The pacing as a whole is a little problematic. We've become accustomed to the rather short scenes necessitated by the summer blockbuster run-and-gun pace, but the actual story being told in X-Men: First Class is actually sort of slow and meandering. It develops focus as it goes on, but it doesn't have the central narrative drive that would make a quick pace the natural route. Instead, we have scenes in which tension is supposed to build - the grenade scene or any of the Erik Lehnsherr: Nazi Hunter stuff - but the air just gets let out too quickly. On their own, the scenes work nicely, but it takes a long time before they start to build off of one another and form a cohesive whole.

But when they do, it's quite the whole. X-Men: First Class has a really fantastic third act, finally delivering the kind of wham-bang mutant adventure we've been wanting. The cross-cutting can be a little troublesome when the big showdown between Erik and Sebastian Shaw (Bacon) keeps being interrupted by whatever Beast is up to, but on the whole it's strong stuff, and it builds to a final climax that's as good as they come.


While X-Men: First Class ends on a strong note, it's a really rough road getting there. For as many really good performances, there are an equal number of...let's call them unfortunate uses of screen time. James McAvoy and Michael Fassbender soar, as anyone who's been watching movies for the past five years could have ensured, as does Nicholas Hoult (who plays Hank McCoy, later Beast), though he definitely had some trouble with some truly awful make-up in the third act. Kevin Bacon is on his own planet and I love him for it; it's been too long since we had a comic book villain this silly, and maybe the first time it actually worked. Jennifer Lawrence is fine, as is Rose Byrne as a CIA agent/token human, but everyone else is only occasionally rising from "present." The rest of the kids who make up the "First Class" are a joke, barely given any screen time and giving little effort to earn it, following in the footsteps of their counterparts working for Sebastian Shaw (though to be fair, their directions in the screenplay couldn't have amounted to more than "scowl" and "wave arms around").

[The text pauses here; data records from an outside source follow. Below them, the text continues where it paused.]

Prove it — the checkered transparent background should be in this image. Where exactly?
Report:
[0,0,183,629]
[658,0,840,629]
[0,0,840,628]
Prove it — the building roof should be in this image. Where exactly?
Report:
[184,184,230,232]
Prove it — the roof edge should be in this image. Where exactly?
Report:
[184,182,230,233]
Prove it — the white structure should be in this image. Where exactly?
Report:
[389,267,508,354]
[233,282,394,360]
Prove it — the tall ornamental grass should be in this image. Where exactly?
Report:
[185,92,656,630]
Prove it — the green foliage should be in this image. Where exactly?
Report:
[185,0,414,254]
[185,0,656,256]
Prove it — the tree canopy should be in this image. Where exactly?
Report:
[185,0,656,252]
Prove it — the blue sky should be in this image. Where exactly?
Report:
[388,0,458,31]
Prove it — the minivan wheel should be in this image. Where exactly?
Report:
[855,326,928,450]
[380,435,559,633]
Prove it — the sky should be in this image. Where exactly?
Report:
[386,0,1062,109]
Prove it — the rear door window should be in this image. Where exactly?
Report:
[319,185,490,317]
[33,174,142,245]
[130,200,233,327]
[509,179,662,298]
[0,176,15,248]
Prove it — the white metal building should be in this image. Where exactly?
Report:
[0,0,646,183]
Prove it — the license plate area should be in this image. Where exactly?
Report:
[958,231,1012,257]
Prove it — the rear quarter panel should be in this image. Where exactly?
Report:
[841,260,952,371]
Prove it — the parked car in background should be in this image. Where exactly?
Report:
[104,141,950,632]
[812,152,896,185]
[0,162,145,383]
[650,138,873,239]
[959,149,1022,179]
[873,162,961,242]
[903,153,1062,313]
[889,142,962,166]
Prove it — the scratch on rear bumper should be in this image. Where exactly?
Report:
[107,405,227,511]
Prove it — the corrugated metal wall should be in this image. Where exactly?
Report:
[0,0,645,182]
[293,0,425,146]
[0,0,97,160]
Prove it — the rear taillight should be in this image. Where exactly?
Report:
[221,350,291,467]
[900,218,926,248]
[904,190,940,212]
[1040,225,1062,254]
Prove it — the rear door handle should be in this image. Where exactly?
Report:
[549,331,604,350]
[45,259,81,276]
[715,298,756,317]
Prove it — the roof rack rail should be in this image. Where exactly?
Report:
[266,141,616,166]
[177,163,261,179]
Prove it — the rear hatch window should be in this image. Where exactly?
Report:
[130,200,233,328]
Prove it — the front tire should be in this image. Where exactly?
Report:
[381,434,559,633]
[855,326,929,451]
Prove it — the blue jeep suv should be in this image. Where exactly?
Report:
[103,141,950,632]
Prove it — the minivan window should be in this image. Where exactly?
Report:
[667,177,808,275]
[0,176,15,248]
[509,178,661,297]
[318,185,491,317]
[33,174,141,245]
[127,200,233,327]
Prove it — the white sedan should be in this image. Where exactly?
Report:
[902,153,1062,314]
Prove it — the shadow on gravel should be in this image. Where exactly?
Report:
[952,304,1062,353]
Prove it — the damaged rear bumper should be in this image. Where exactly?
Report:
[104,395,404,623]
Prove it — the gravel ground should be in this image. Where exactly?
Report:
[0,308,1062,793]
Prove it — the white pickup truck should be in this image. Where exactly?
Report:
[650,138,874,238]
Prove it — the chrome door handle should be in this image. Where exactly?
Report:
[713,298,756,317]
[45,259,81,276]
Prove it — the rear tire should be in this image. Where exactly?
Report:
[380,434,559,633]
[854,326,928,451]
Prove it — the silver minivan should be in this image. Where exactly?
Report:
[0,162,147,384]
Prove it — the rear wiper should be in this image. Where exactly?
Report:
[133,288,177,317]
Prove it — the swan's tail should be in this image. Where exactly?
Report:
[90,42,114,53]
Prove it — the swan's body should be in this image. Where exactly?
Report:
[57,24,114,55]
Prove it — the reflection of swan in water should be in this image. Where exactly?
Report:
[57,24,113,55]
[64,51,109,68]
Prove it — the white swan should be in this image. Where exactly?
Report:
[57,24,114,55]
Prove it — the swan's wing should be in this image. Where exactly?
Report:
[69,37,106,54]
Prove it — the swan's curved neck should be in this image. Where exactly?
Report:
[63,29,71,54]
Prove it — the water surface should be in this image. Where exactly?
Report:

And then there's January Jones, who more and more seems to be good on "Mad Men" (yeah, I said it) only by accident. Of all the major characters, hers is by far the most quickly dismissed creatively, in spite of playing a pretty large role in the plot, and Jones seems to hold the same contempt for the whole production that it holds for her. Whereas Fassbender certainly and McAvoy at his better moments are capable of taking what is frankly kind of stupid dialogue and making it sound like something someone would have some conviction in ("the point between rage and serenity" is the result of the ultimate writer's roadblock - "what the hell would the best advice be to give to someone who has trouble finding their full potential as a super-powered mutant?" - and it's miracle I believed McAvoy for a second), Jones takes the easiest and most convincing dialogue (you know, stuff like "they're here") and makes it sound like something no one would ever say.

So X-Men: First Class is a delightfully uneven film, saved largely by director Matthew Vaughn's eye for iconography, ease with actors, great staging of action, and occasional flair for what should have been the worst parts (hello, recruitment and training montages). Unfortunately, some of the looser stuff eludes him - the bonding between the teens feels like someone replicating what they think it's like when teenagers hang out - but he certainly does his best with a very uneven, unfocused screenplay. But boy, what a finish.